Being at the center of an anti-Zionist firestorm wasn’t on my bingo card for the week. Suffice to say, it’s been a strange few days that has been overwhelming in two ways: from hate and from love.
The hate side of this equation is, I suspect, fairly obvious given recent events related to the Queen City United rally. When ultimately I watched video from the rally itself — which seems to have turned into an anti-Israel hatefest — I saw speakers shouting “from the river to the sea,” “long live the student intifada,” “long live all forms of armed resistance,” and I was gutted.
Of course, it was more than that: It is a “special” experience to hear your name angrily screamed in front of a crowd of hundreds, and for them to roar with agreement. It would — and did — take something equally potent to cleanse my palate, as it were.
When I was disinvited from the Queen City United rally last Wednesday, I shared about it online expecting to get a little empathy, but nothing much more than that. Instead, within minutes, hundreds from our Jewish community (locally and across the world) emerged to decry antisemitism.
One friend, Aaron, immediately reached out — he wanted to understand more fully what had transpired and how he could help. A second, a local rebbetzin, corresponded over and over to express her indignation (if not surprise). A third and fourth, Jews who themselves had been similarly targeted in the past, sat with me and my wife over Shabbat lunch to process all that had occurred.
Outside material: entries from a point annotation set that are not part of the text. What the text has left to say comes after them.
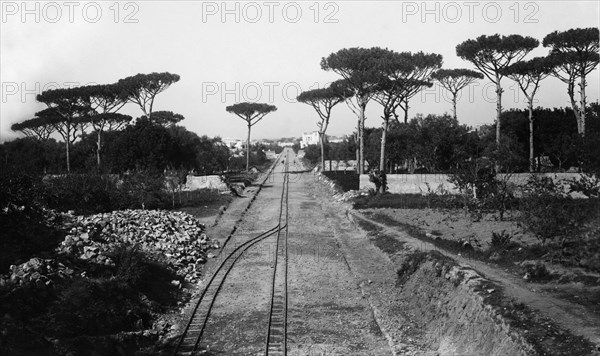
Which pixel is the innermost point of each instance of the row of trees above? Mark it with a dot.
(440, 144)
(71, 112)
(393, 78)
(142, 146)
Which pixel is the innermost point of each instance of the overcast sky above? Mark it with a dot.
(264, 51)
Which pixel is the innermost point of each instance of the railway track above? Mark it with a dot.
(190, 341)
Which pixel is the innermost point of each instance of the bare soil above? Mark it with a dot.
(571, 306)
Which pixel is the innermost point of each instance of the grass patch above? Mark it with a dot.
(345, 180)
(97, 301)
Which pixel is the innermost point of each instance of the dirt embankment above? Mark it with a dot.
(451, 309)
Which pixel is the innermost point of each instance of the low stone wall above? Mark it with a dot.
(205, 182)
(424, 183)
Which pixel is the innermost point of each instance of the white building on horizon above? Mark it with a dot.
(234, 143)
(309, 138)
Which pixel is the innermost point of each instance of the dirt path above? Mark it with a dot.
(570, 316)
(328, 313)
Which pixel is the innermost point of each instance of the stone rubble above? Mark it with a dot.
(178, 237)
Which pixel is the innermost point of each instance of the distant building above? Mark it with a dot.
(334, 139)
(309, 138)
(270, 154)
(285, 144)
(234, 143)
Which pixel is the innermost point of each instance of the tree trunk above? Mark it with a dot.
(498, 110)
(531, 156)
(68, 148)
(248, 149)
(98, 148)
(382, 155)
(454, 105)
(321, 141)
(582, 86)
(361, 129)
(571, 92)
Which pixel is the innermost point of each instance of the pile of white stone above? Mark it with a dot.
(177, 237)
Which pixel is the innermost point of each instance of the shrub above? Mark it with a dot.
(501, 239)
(549, 213)
(587, 184)
(83, 193)
(483, 189)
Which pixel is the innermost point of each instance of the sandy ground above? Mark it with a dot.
(459, 226)
(327, 314)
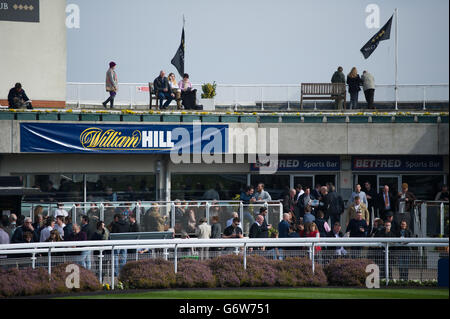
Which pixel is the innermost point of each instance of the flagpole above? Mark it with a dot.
(396, 59)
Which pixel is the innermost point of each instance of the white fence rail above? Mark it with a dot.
(252, 94)
(241, 246)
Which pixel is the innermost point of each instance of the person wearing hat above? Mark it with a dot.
(111, 84)
(405, 205)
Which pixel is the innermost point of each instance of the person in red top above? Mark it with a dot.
(312, 231)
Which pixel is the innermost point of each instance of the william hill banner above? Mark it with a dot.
(19, 10)
(104, 138)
I could fill each and every page of the American Israelite listing examples like this and there still would be insufficient room to describe the acts of support and solidarity this last week. For that overwhelming kindness, to riff on the words of our liturgy, “even were my mouth as filled with praise as the sea is water,” there wouldn’t be gratitude enough.
Having been encircled by antisemitism for days — having been targeted by local socialist groups for the third time in the last year — having received more than my fair share of hate mail from strangers — (and, to boot, still mourning the recent passing of my beloved grandmother, Ida Schwartz, z”l) — I can say that the last days have been exceptionally stressful. Despite it all, the love I have received from Jews and our allies will remain my greater memory of this moment.
These days have been a perfect explanation for why Hillel is quoted to have said al tifros min ha-tzibur, “do not separate yourself from the community.” We need am yisrael at times like this. I wonder: What could we accomplish if we displayed such solidarity even when all is well, in the absence of common threats? What would the Jewish world look like if we more frequently considered our internal differences an asset rather than a risk?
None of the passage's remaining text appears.